Je soutiens que l'aquarelle est la plus aboutie des expressions picturales. Elle est bien supérieure au pastel, à la gouache et tout particulièrement à la peinture à l'huile. De mon temps on chantonnait, et on chantonne peut-être encore : "la peinture à l'huile, c'est bien difficile mais c'est bien plus beau qu'la peinture à l'eau". Je soutiens que c'est là contre -vérité et je vais, de ce pas, vous le démontrer.

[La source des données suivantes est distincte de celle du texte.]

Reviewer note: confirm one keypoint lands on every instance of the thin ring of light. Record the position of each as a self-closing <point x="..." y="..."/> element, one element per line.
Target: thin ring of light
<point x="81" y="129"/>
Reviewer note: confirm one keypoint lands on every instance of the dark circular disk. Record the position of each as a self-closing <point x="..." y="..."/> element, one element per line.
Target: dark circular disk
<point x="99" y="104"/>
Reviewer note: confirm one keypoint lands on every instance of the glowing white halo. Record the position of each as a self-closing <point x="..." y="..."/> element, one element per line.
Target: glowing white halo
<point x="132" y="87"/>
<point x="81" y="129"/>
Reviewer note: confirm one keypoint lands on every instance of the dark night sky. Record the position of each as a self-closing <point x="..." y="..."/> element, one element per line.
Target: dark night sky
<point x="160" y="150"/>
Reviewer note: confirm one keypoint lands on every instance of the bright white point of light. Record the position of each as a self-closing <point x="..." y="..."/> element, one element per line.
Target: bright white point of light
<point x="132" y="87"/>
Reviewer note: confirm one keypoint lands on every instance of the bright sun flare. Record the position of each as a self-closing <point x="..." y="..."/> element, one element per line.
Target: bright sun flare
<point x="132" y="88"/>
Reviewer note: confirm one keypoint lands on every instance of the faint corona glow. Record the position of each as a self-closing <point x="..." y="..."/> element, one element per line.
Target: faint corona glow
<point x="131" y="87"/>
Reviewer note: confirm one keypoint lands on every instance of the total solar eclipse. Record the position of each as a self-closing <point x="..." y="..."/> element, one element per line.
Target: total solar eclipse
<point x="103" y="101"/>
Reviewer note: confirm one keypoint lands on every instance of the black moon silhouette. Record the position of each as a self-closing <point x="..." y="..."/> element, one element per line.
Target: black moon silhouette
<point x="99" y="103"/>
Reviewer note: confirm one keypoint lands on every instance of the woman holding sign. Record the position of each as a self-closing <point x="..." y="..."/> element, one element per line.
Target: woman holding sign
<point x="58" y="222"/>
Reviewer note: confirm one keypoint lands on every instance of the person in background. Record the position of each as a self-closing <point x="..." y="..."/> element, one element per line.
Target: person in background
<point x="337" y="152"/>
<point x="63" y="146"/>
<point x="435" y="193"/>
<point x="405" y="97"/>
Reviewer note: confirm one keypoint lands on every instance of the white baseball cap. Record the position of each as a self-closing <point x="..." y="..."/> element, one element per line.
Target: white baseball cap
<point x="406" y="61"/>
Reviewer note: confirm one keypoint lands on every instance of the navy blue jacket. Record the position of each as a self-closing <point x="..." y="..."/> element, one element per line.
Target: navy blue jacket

Pour peindre à l'huile, il vous faut d'abord revêtir une blouse ou un grand tablier, comme en portent les épiciers ou les charcutiers. Il faut ensuite recouvrir vos cheveux d'un bonnet ou d'une petite calotte, comme celle que porte Pasteur sur les images du grand homme. Il faut ensuite placer devant vous le chevalet bien lourd et bien stable sur lequel repose le châssis de bois portant la toile tendue, le champ qui exprimera votre talent de peintre. Le châssis sera de belle taille car on ne fait pas de petites huiles... D'ailleurs ne dit-on pas de grands personnages que ce sont des "huiles" !

A main gauche, vous porterez la palette de bois couverte de « crottules » colorées : terre d'ombre naturelle, bleu de Prusse, cobalt ou ocre jaune, rouge de cadmium ou laque de garance ou je sais quoi encore dont la couleur réelle ne vous apparaîtra que lorsqu'elle s'étalera sur la toile. A main droite, un jeu de brosses, les unes à longues soies relativement souples, les autres à poils courts et raides, larges comme une incisive, voire plus encore, d'autres enfin de martre, pour peaufiner un détail.

Il vous faudra bien sur le flacon d'huile de lin, celui de térébenthine et le godet pour en faire le mélange et le gobelet à solvant, pour rincer les pinceaux. Et puis le siccatif et je sais quoi encore.Enfin vous n'oublierez pas un grand tabouret sur lequel vous pourrez poser un demie fesse lorsque la station debout alourdira vos jambes.

Ah, j'allais oublier, il vous faut un sujet. Une nature morte, qu'à cela ne tienne, quelques draperies riches en plis, une coupe de fruits et une théière argentée apportant une touche de lumière, agrémenteront l'affaire. Souhaitez -vous faire un nu, un beau nu, aux beaux seins bien dodus et aux jambes d'un galbe harmonieux et si le visage est agréable, cela ne gâtera rien. Votre femme ou votre bonne amie feront- elles l'affaire ? Et si le peintre est du beau sexe, pourra-t-il trouver en son bedonnant mari le modèle idéal ? Et si le paysage vous tente, hormis dans votre jardin, vous voyez-vous partir dans la campagne avec tout l'attirail que je viens d'énumérer ?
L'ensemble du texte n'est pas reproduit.